Pronouns: the early days
Back in the days when men hunted and women gathered, the parts of
speech were thin on the ground. Here's a moment of discovery from
Bizarro:
Ok, Oogo is stuck using "woman", having no pronoun "you". (On
other fronts: he's fine on extraction, at least within a clause, though
he still doesn't have auxiliary inversion down; but we're talking about
pronouns here).
What's notable here is that Oogo
DOES use a pronoun --
but it's an interrogative pronoun, "what" (which is grammatically
indefinite), rather than an ordinary personal pronoun (all of which are
grammatically definite), like Ooga's "you" and "I". Apparently,
"pronoun" here means '(definite) personal pronoun'.

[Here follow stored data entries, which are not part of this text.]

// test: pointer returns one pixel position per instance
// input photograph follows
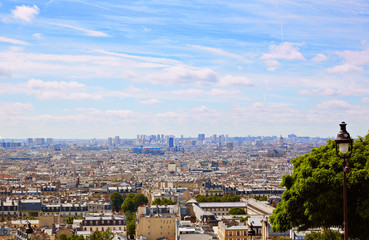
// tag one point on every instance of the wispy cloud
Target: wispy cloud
(284, 51)
(334, 104)
(25, 13)
(87, 32)
(43, 90)
(221, 52)
(150, 102)
(353, 61)
(319, 58)
(13, 41)
(211, 92)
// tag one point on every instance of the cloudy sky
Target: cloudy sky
(85, 68)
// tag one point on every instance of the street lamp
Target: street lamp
(343, 150)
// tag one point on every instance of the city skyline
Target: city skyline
(78, 69)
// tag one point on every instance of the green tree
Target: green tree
(235, 199)
(237, 211)
(131, 228)
(166, 201)
(140, 199)
(117, 200)
(213, 199)
(156, 201)
(63, 236)
(201, 198)
(133, 201)
(313, 195)
(128, 205)
(263, 198)
(75, 237)
(69, 220)
(227, 198)
(325, 235)
(95, 236)
(107, 234)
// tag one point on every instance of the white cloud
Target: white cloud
(230, 80)
(25, 13)
(345, 68)
(353, 61)
(87, 32)
(182, 74)
(52, 85)
(285, 51)
(14, 109)
(334, 104)
(272, 64)
(5, 72)
(187, 75)
(319, 58)
(13, 41)
(150, 101)
(49, 90)
(37, 35)
(221, 52)
(212, 92)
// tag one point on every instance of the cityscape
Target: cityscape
(45, 181)
(184, 120)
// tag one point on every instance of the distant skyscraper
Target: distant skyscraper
(214, 138)
(201, 137)
(49, 141)
(110, 141)
(171, 142)
(40, 141)
(117, 140)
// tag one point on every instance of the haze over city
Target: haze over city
(84, 69)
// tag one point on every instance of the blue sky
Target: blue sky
(85, 69)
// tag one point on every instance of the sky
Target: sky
(99, 69)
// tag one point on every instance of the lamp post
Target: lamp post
(343, 150)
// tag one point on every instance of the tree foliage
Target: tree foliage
(236, 211)
(117, 200)
(131, 228)
(130, 206)
(313, 195)
(133, 201)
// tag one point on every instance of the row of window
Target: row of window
(102, 228)
(237, 233)
(102, 222)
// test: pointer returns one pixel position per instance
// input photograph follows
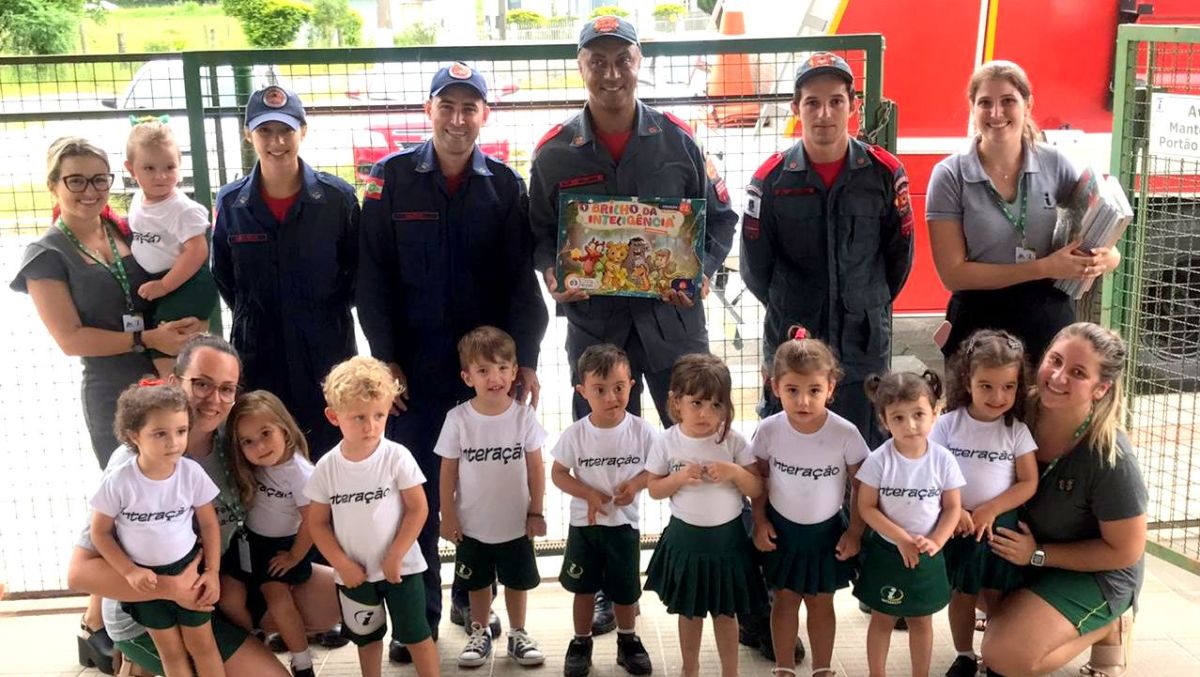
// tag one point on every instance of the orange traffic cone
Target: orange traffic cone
(732, 77)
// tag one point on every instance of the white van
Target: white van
(157, 88)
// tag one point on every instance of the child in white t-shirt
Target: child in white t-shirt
(909, 495)
(600, 461)
(982, 427)
(809, 456)
(703, 563)
(492, 487)
(273, 553)
(366, 510)
(169, 233)
(149, 502)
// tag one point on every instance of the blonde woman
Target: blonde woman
(991, 214)
(1084, 535)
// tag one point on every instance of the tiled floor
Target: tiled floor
(1167, 639)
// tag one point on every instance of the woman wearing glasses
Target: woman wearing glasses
(84, 281)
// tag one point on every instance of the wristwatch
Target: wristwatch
(1038, 558)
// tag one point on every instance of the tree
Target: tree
(269, 23)
(335, 24)
(526, 18)
(39, 27)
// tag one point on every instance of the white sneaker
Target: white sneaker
(523, 649)
(478, 649)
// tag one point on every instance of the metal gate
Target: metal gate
(361, 105)
(1153, 300)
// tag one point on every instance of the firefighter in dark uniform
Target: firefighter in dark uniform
(827, 244)
(827, 239)
(617, 145)
(445, 249)
(285, 252)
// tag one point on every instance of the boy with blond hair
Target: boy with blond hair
(367, 508)
(492, 489)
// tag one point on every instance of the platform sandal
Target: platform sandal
(1111, 660)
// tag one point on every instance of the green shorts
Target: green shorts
(603, 558)
(477, 564)
(197, 297)
(162, 613)
(363, 611)
(889, 587)
(1077, 595)
(141, 649)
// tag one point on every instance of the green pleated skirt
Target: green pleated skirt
(972, 565)
(706, 570)
(804, 559)
(889, 587)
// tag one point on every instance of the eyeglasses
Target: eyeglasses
(78, 183)
(202, 388)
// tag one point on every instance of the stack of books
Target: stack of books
(1098, 214)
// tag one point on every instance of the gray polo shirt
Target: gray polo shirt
(958, 191)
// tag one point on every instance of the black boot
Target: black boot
(603, 617)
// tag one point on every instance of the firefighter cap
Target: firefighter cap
(273, 103)
(823, 64)
(459, 73)
(607, 25)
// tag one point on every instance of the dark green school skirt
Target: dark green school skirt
(804, 559)
(889, 587)
(972, 565)
(701, 570)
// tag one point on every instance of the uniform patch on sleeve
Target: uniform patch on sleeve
(717, 180)
(373, 189)
(754, 204)
(904, 204)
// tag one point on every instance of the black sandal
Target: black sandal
(95, 648)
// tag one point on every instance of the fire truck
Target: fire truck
(1068, 48)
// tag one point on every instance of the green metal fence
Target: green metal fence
(361, 105)
(1155, 298)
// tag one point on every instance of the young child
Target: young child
(366, 509)
(492, 489)
(809, 456)
(909, 495)
(606, 451)
(703, 562)
(169, 233)
(149, 502)
(273, 553)
(982, 427)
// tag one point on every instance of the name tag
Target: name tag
(245, 238)
(414, 216)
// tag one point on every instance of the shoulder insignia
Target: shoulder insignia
(679, 123)
(903, 201)
(885, 157)
(553, 132)
(768, 166)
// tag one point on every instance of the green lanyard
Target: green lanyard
(1019, 220)
(117, 268)
(1079, 432)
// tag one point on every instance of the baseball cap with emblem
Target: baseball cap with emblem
(607, 25)
(459, 73)
(274, 105)
(823, 64)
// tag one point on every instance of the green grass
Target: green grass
(163, 29)
(24, 209)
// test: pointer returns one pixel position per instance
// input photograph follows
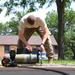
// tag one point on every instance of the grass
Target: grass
(63, 62)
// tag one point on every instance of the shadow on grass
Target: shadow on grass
(45, 69)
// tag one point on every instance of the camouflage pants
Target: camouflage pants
(28, 33)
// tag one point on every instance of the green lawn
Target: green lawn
(63, 62)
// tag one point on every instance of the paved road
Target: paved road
(37, 71)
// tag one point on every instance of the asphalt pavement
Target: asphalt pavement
(44, 69)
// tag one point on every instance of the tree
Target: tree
(31, 6)
(69, 30)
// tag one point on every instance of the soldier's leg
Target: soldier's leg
(48, 46)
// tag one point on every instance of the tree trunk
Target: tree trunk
(60, 10)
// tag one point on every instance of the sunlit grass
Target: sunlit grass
(63, 62)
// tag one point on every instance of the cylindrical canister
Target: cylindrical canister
(25, 58)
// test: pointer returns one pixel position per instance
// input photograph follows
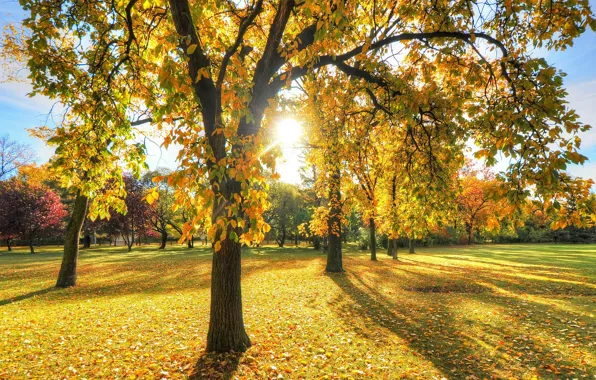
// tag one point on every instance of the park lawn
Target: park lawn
(493, 311)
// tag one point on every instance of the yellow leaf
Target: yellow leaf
(191, 49)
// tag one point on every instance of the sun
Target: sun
(289, 132)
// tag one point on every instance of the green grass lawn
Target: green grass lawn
(494, 311)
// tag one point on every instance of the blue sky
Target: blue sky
(18, 112)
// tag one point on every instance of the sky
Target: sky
(18, 112)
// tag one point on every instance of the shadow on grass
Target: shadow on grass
(216, 366)
(429, 318)
(27, 296)
(433, 338)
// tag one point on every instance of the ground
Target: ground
(492, 311)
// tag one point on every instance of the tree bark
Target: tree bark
(68, 270)
(226, 323)
(334, 251)
(392, 244)
(373, 239)
(282, 240)
(316, 243)
(164, 240)
(87, 241)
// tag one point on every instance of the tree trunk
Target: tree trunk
(282, 240)
(164, 240)
(334, 253)
(393, 244)
(316, 243)
(226, 324)
(87, 241)
(373, 239)
(68, 270)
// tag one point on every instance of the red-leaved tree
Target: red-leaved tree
(29, 212)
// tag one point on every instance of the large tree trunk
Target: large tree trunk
(334, 253)
(373, 239)
(164, 239)
(68, 270)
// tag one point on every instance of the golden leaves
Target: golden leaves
(190, 50)
(149, 317)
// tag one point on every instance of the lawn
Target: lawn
(494, 311)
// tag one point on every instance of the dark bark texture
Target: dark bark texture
(334, 251)
(164, 240)
(68, 270)
(373, 239)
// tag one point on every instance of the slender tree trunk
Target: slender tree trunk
(282, 240)
(68, 270)
(164, 239)
(334, 251)
(373, 239)
(226, 324)
(87, 241)
(316, 243)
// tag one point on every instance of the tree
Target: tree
(475, 202)
(283, 213)
(136, 221)
(229, 60)
(13, 155)
(164, 213)
(29, 212)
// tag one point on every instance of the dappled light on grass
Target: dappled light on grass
(479, 312)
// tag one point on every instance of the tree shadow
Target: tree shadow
(216, 366)
(425, 334)
(541, 334)
(27, 296)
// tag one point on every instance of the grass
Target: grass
(495, 311)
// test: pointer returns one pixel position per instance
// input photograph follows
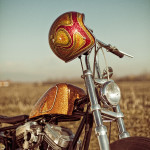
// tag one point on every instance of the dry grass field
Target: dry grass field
(19, 99)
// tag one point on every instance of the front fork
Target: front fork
(100, 129)
(122, 130)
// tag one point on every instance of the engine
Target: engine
(31, 135)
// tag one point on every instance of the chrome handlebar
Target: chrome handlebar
(112, 49)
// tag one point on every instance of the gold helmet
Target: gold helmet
(69, 37)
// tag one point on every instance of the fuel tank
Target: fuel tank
(57, 100)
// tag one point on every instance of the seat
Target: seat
(14, 119)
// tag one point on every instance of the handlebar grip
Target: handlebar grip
(111, 49)
(115, 51)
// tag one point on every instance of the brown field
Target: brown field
(135, 104)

In a tradition going back (at least) to the grammarians of Latin,
Pronoun (the exemplars of which are definite personal pronouns) is a
part of speech distinct from Noun. Many modern scholars --
notably Huddleston and Pullum in the
Cambridge
Grammar of the English Language -- dispute this (correctly, in
my view), maintaining that, as far as their syntax goes, pronouns are
just one of a number of somewhat idiosyncratic subtypes of the category
Noun (they're similar in a number of ways to proper names). So
maybe Ooga, with her adverbial subordinate clauses and
progressive aspects and past/present tense distinctions and articles, not to mention discourse markers like "here", is being
somewhat unfair to Oogo: he's clearly got nouns, but maybe he just
hasn't worked out all the subtypes (proper nouns, count vs. mass,
collectives, etc.).
(Surely you can supply here the obvious references back to Brizendine
and others on male/female differences.) Me Tarzan, you
Jane. Why, Tarzan, I'm so delighted that you and I could meet!